On this week’s podcast, the guest is Desdemona Chiang, who discusses setting ‘The Winter’s Tale’ in China and why her mother named her after the tragic ‘Othello’ heroine. Plus, the editors discuss #FairWageOnstage.

Every other week, the editors of American Theatre curate a free-ranging discussion about the lively arts in our Offscript podcast.

This week, editors Rob Weinert-Kendt, Diep Tran, and Russell Dembin discuss money. Specifically, the drama brewing offstage with the Off Broadway contract negotiations, and whether actors working Off Broadway should be making more money (#FairWageOnStage). We also parse the highlights of our November issue on management and producing. And we’re looking for tips! Diep wants to know about theatres who have prioritized paying their artists and staff more, and how they did it (email her here). Russ is looking for more theatre ghost stories (email him here).

This week’s guest is Seattle-based director Desdemona Chiang. Diep sat down with her at Oregon Shakespeare Festival, where Chiang was directing a Winter’s Tale set in China. She discussed why her mother gave her such a morbid name, and why she prefers directing classics. Chiang’s production of The Crucible is currently running at PlayMakers Repertory Company in Chapel Hill, N.C., and she explains why she thinks it’s the perfect play for this election cycle.

Download the episode here. Subscribe via iTunes or RSS.

Recommendations:

Vietgone by Qui Nguyen, currently playing at Manhattan Theatre Club through Nov. 27 and then at Seattle Repertory Theatre (Dec. 2, 2016-Jan. 1, 2017). Nguyen puts a contemporary, hilarious, and subversive spin on the Vietnam War. If you don’t believe Rob and Diep when we tell you how good it is, you can read the script when we print it in our February 2017 issue.

And for a moving double feature, Diep recommends that you read Viet Thanh Nguyen’s Pulitzer-winning novel The Sympathizer after seeing/reading Vietgone.
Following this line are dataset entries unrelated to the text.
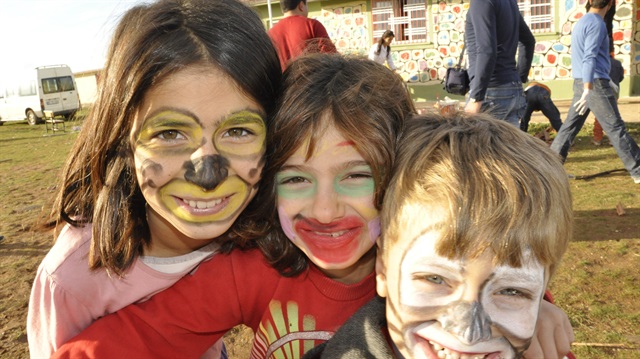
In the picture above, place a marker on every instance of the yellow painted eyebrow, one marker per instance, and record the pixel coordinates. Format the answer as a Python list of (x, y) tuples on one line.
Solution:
[(242, 118)]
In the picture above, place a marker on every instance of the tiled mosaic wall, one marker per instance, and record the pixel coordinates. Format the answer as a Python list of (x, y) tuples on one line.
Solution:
[(349, 27)]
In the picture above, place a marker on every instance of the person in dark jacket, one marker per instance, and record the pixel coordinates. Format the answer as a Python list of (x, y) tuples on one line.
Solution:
[(539, 99), (493, 31)]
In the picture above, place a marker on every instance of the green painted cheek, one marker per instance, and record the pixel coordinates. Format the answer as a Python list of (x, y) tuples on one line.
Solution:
[(361, 189), (294, 191)]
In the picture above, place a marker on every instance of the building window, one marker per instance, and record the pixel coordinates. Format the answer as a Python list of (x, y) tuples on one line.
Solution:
[(538, 14), (407, 19)]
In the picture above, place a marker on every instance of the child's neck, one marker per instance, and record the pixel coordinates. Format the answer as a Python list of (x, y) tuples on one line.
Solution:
[(356, 272), (166, 240)]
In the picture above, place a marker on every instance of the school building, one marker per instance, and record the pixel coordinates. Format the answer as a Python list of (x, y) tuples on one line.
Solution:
[(430, 36)]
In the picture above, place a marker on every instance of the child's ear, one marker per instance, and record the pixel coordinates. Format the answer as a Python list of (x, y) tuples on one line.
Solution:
[(381, 278)]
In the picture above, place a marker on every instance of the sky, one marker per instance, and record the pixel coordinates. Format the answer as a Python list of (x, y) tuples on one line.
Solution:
[(51, 32)]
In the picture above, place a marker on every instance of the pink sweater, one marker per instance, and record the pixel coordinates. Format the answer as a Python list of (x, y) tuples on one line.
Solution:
[(66, 296)]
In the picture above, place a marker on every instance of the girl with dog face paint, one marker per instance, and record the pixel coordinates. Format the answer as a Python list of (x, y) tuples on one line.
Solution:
[(167, 159), (198, 148), (326, 206)]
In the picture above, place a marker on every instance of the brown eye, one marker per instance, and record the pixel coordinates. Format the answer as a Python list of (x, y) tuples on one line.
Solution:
[(237, 132), (170, 135)]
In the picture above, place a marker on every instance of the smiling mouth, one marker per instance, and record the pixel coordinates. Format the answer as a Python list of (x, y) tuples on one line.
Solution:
[(446, 353), (202, 204), (331, 234)]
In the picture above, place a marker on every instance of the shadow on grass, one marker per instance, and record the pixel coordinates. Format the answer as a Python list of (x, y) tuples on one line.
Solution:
[(605, 224)]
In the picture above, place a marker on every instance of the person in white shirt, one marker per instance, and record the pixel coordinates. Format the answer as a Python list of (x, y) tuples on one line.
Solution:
[(381, 51)]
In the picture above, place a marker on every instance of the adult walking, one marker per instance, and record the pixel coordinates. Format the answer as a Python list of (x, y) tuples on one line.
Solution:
[(493, 30), (592, 92), (295, 33)]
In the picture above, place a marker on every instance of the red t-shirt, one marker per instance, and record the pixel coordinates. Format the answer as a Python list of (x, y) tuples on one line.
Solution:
[(293, 35), (290, 315)]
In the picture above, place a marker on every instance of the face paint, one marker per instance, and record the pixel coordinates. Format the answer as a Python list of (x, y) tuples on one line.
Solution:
[(325, 203), (198, 145), (468, 307), (207, 171)]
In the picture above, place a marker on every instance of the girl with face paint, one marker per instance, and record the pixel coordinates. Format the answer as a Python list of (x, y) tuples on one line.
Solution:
[(169, 156), (336, 130)]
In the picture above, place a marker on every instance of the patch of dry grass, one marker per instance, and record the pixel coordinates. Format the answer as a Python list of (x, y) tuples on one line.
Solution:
[(597, 284)]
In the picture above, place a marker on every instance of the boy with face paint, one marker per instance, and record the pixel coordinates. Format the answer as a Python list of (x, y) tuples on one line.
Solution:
[(336, 131), (473, 231), (166, 161)]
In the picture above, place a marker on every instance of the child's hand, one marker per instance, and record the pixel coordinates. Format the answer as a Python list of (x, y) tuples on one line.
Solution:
[(554, 334)]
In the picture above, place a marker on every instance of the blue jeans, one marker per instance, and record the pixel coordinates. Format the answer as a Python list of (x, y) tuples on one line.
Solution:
[(539, 99), (505, 102), (602, 101)]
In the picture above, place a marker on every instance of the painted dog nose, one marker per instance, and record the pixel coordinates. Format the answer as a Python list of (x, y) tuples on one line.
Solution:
[(207, 171)]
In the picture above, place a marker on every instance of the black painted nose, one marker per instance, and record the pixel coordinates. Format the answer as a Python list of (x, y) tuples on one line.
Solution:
[(207, 171)]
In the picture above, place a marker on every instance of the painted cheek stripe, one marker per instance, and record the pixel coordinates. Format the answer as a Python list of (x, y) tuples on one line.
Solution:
[(286, 224), (374, 229)]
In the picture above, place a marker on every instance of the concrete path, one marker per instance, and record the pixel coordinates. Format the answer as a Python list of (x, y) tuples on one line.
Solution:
[(629, 109)]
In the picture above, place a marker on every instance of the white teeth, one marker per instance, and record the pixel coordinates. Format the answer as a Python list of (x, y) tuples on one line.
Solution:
[(333, 234), (446, 353), (203, 204)]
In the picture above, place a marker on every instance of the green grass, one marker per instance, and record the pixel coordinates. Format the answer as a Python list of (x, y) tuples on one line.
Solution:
[(598, 283)]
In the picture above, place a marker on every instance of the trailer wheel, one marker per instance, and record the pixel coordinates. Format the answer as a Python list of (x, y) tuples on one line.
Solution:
[(32, 118)]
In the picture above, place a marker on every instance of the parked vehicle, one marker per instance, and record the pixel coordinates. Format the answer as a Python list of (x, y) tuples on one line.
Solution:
[(51, 88)]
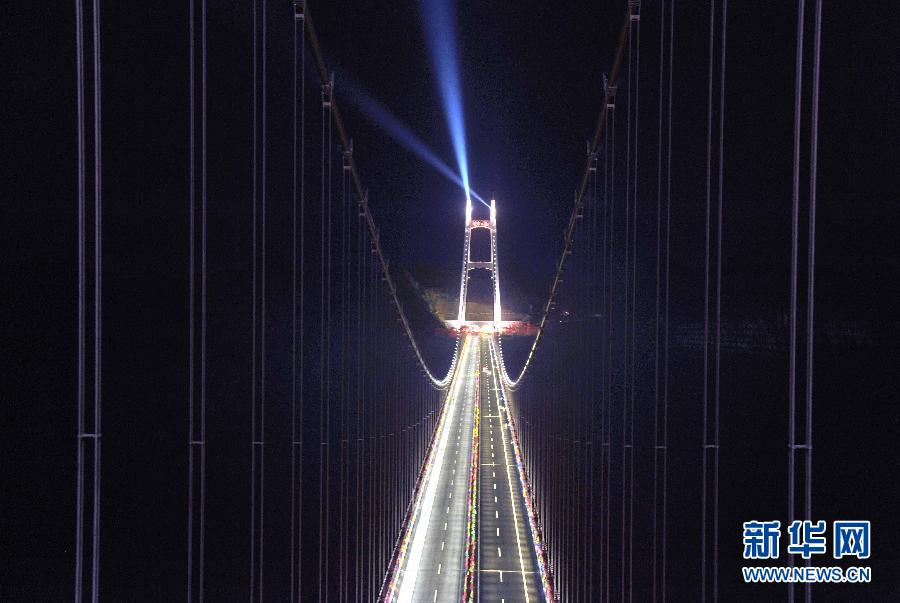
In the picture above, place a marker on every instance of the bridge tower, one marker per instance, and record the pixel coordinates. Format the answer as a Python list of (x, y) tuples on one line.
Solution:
[(469, 264)]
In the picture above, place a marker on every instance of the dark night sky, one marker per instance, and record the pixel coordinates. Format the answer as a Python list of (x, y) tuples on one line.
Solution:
[(531, 73)]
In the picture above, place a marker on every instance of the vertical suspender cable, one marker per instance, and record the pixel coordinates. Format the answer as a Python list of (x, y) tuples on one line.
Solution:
[(705, 447), (792, 327), (258, 355), (811, 264), (634, 221), (88, 342), (656, 396), (197, 336), (665, 407), (719, 236), (298, 256)]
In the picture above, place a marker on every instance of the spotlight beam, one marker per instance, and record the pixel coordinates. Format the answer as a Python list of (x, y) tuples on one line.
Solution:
[(384, 118), (439, 23)]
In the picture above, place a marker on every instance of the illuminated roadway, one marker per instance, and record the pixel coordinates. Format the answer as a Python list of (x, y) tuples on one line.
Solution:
[(434, 565)]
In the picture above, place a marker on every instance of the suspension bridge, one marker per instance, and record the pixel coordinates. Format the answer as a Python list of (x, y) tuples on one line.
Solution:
[(362, 465)]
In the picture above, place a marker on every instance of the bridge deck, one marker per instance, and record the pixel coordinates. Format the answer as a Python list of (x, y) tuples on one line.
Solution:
[(506, 567)]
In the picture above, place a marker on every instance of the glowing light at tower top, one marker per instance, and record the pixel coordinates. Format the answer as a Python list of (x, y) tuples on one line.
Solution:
[(439, 22)]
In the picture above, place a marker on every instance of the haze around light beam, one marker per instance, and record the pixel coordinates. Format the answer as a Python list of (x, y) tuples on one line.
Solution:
[(439, 23), (383, 117)]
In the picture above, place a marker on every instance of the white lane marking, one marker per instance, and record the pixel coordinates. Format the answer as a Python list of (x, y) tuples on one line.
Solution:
[(422, 522)]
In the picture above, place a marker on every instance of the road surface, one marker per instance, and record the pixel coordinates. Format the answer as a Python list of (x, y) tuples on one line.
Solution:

It’s the year of Vietnamese writers!

Diep also recommends Sweat by Lynn Nottage, currently playing at the Public Theater in New York City, through Dec. 4. It takes a close look at a much-ignored population: those living in the wreckage of deindustrialized American towns. (For a variation on a similar theme, Diep recommends watching the Black Jeopardy sketch from” Saturday Night Live” that starred Tom Hanks.)

Russ recommends DUAT by Daniel Alexander Jones, currently playing at Soho Rep in New York City through Nov. 6, for a moving look at black queer identity.

And, in a new mini-segment of the podcast meant to branch out of our New York City silo, we’ll ask a critic from another city to recommend a show or theatre. Our first guest: San Francisco Chronicle theatre critic Lily Janiak, who raves about Our Enemies: Lively Scenes of Love and Combat by Yussef El Guindi, currently playing at Golden Thread in San Francisco through Nov. 20. She calls the play, about American representation of Middle Easterners, is both “strange” and “dangerous.”